En este sentido, a propósito de la publicación del ensayo Constitución de Alemania (1802), Hegel ya se había preguntado cómo Alemania podía convertirse en un verdadero Estado. Hegel encontraba una escisión entre el espíritu de Alemania y el estado real de la política alemana, una divergencia que se convertía en causa de pesimismo, frustración, y a la postre insustancialidad. Unos sentimientos que llevaron al pueblo alemán a buscar con denuedo la objetivización y materialización de su “Espíritu”, con las funestas consecuencias que todos conocemos en los dos siglos posteriores.
Como afirma George Sabine, en su Historia de la Teoría Política (FCE, 2013), culturalmente los alemanes constituyen una nación, pero nunca han aprendido la lección de subordinar la parte al todo, porque el Imperio no tiene poder salvo el que le otorgan las partes. Y en efecto, las sucesivas pretensiones imperiales de Alemania no han tenido continuidad ni viabilidad. Han sido proyectos impotentes, fracasados desde su unificación en 1871. El ímpetu y fuerza constante de Alemania y su encaje con el resto de potencias europeas, principalmente Francia, ha sido una fuente de problemas irresolubles para Europa. De hecho, como recoge Sabine en la obra antes mencionada, Hegel “ponía sus esperanzas acerca de la unificación y modernización de Alemania en la aparición de un gran líder militar (…) que se identificara con la unidad nacional alemana como causa moral” porque “es en la guerra más que en la paz donde un estado muestra su calidad y se eleva a la altura de su potencialidad” (p. 481). Hegel ya estaba entonces firmemente convencido de que la modernización de Alemania exigiría una era de sangre y fuego, que es lo que a la postre traería Alemania para sí y para el resto de Europa de forma activa y recurrente.
Volviendo a la economía, puede afirmarse que la ventaja exportadora de Alemania ha perjudicado claramente a otros países europeos, en particular, a los países del sur de Europa, como Grecia, España, Italia y Portugal. Además, el superávit comercial de Alemania ha llevado a un déficit comercial en otros países europeos, lo que ha debilitado sus economías y ha contribuido a la crisis financiera en la región. A este respecto, Ulrich Beck, en 2012, en su obra Una Europa alemana (Paidós), critica agudamente la deriva que de facto se ha hecho desde Berlín en los últimos tiempos, al afirmar que Europa se ha hecho alemana, lo cual es equivalente a decir que la política europea ha quedado capturada por los criterios económicos de Alemania –plasmados en los austericidios presupuestarios de Grecia y en general de los países denominados peyorativamente como “PIGS”-. Unos criterios de ortodoxia tecnocrática aplicados desde Alemania y la esfera de influencia germánica, el bloque de los países frugales. Criterios que se sustentan paradójicamente en unas ventajas singulares de la economía alemana que, como se ha mencionado anteriormente, no responden a un esquema de equilibrio continental ni a unos principios equitativos ni solidarios.

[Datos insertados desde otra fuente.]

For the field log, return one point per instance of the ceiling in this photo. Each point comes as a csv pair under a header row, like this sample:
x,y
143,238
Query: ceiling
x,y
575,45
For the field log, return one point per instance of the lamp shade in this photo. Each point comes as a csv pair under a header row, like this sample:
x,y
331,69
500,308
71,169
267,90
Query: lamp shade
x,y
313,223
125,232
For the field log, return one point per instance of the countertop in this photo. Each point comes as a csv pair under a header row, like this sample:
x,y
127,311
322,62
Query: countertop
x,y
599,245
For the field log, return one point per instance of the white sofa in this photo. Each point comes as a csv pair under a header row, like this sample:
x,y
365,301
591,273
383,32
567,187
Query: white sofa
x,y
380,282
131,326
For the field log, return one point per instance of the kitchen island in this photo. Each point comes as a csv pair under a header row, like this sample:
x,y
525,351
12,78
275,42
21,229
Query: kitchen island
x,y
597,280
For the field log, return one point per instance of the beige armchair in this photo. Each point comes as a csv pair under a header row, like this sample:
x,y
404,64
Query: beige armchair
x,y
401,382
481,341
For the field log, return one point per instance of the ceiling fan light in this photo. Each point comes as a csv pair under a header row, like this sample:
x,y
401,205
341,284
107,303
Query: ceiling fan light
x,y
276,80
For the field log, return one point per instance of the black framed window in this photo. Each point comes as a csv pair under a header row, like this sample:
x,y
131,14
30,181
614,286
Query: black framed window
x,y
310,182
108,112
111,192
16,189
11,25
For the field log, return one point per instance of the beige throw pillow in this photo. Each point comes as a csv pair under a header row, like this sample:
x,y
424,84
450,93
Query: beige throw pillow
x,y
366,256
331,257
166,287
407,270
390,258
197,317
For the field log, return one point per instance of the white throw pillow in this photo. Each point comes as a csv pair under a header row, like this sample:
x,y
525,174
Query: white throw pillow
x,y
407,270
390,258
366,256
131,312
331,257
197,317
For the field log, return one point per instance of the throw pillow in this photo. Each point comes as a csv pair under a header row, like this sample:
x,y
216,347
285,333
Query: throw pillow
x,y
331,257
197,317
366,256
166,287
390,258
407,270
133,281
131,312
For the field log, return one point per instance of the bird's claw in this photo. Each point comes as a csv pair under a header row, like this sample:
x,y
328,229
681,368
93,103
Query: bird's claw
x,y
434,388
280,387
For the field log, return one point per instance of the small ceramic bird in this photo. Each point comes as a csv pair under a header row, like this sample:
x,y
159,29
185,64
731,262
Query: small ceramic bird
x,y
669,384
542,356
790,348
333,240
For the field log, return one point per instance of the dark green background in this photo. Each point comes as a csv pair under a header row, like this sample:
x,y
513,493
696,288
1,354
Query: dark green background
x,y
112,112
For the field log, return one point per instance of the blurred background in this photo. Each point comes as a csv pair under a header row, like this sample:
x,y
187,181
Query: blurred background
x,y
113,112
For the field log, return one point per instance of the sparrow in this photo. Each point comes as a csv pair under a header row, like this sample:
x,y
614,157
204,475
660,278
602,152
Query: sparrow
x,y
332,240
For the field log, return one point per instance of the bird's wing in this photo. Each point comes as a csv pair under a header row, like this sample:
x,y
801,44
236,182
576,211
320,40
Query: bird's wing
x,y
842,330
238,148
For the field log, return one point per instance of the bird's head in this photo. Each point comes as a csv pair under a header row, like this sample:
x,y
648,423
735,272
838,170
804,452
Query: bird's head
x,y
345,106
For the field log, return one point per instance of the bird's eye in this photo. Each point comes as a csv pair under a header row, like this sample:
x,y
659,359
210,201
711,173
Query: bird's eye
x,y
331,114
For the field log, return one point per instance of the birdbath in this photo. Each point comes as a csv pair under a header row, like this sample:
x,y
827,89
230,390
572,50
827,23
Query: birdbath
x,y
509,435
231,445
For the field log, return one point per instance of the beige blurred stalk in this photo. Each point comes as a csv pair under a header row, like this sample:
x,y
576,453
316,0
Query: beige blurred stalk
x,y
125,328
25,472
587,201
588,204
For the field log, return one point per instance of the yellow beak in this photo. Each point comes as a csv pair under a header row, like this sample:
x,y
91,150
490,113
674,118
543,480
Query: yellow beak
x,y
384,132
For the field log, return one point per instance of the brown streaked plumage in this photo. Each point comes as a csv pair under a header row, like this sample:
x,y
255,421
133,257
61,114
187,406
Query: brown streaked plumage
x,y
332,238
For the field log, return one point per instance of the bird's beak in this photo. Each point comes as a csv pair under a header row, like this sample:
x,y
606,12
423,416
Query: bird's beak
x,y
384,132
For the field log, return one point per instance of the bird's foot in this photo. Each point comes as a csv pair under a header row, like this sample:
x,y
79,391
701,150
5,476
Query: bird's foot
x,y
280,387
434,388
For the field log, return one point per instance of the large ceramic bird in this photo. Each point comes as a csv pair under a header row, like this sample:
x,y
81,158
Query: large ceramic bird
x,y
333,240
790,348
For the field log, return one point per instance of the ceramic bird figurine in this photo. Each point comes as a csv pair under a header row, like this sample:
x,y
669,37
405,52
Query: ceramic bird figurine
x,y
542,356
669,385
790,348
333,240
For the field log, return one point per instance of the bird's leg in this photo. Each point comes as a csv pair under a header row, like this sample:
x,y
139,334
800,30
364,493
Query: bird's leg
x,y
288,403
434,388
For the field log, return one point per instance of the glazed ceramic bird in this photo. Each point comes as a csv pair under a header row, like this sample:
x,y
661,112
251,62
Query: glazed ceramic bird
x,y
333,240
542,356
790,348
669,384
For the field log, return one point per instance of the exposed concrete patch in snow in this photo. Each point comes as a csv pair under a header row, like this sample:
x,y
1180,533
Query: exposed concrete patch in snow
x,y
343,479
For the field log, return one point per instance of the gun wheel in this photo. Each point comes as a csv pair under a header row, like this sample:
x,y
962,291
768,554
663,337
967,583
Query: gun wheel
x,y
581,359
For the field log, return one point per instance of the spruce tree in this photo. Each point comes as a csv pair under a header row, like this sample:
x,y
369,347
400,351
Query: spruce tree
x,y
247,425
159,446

Al dictar las condiciones económicas del rescate a Grecia, Italia y España en la crisis del Euro (2008-2012), de la forma en que lo hizo, Alemania perdió una oportunidad para tejer y armonizar unas relaciones equilibradas con la perspectiva de alcanzar una autonomía estratégica para Europa occidental. No puede pasarse por alto que precisamente es Alemania la nación que ha encarnado en toda la segunda mitad del siglo XX el paradigma de país rescatado. Una Alemania rescatada gracias a la solidaridad de sus socios, que facilitaron financieramente la reunificación desde 1990, condonaron cuantiosas indemnizaciones y reclamaciones pendientes de la guerra y pagaron con sus economías los ajustes que propiciaron la flexibilidad de la política monetaria del BCE y el proyecto del euro a imagen y semejanza del marco alemán.
Sin embargo, mientras Alemania recibía la ayuda de Bruselas en los 90 y principios de los 2000, no supo crear las condiciones para una industrialización armoniosa de toda Europa, y lo peor aún, incapaz de generar un esquema de seguridad energética para ella y para parte de la Unión, como han dejado al descubierto los sucesos de 2022. En este sentido, Alemania resulta ser una potencia paradójica. Disfruta -o mejor dicho, disfrutaba hasta hace bien poco- de una fortaleza económica sin igual en Europa, pero asimétrica con respecto a la calidad de su poder político y diplomático en el concierto internacional, que es muy reducido por no decir nulo en determinados contextos, como también ha dejado entrever la guerra ruso-ucraniana. Al conservar el estigma de potencia derrotada, y por tanto todavía castigada, no es ni puede adquirir la condición de miembro permanente del Consejo de Seguridad de Naciones Unidas. Tampoco puede convertirse en una potencia militar y menos aún nuclear, a pesar de su notable y extraordinario desarrollo industrial. Alemania sólo ha sabido construir relaciones comerciales bajo sus criterios ortodoxos, ordoliberales y tecnocráticos, sin un anclaje político ni cultural con sus vecinos, lo que como denuncia Beck, ha conducido a una Europa de al menos dos velocidades, y con unos desequilibrios internos cada vez más agudos. Una política alemana cuyo error esencial, en palabras de Beck, no sólo ha radicado “en definir unilateralmente y en clave nacional el bien común europeo, sino sobre todo en la arrogante osadía de definir los intereses nacionales de otras democracias europeas”.
Por tanto, la crisis derivada de la guerra ruso-ucraniana ha destapado la total endeblez de las hechuras del país germano, su manifiesta inoperancia para moverse en el plano diplomático, y la pésima estructuración de sus relaciones internacionales, aún herederas de la subordinación a las potencias vencedoras en el 45, fundamentalmente EE.UU. y Rusia. Sin poder diplomático, el poder económico-industrial alemán se convierte en una ilusión, en una frágil realidad cuando el orden internacional se reconfigura abruptamente, como ha sucedido en Europa en apenas un año. Alemania es (o era) un país demasiado potente a nivel económico en contraste con sus socios del resto de Europa occidental, y al mismo tiempo, resulta ser demasiado débil y sumiso en el plano de la geopolítica mundial. El canciller Olaf Scholz, como también la presidenta de la Comisión Europea, Úrsula Von der Leyen, representan, incluso estéticamente, esa personalidad alemana muy gestora, administradora, funcionarial, burocrática, pero sin liderazgo práctico ni carisma. Alemania es más que nunca una nación superada por los acontecimientos geopolíticos y lastrada por sus imperecederos complejos internos, que en buena medida son expresiones de sus propias limitaciones y contradicciones históricas.
Alemania no es un problema para Europa, es el problema de Europa.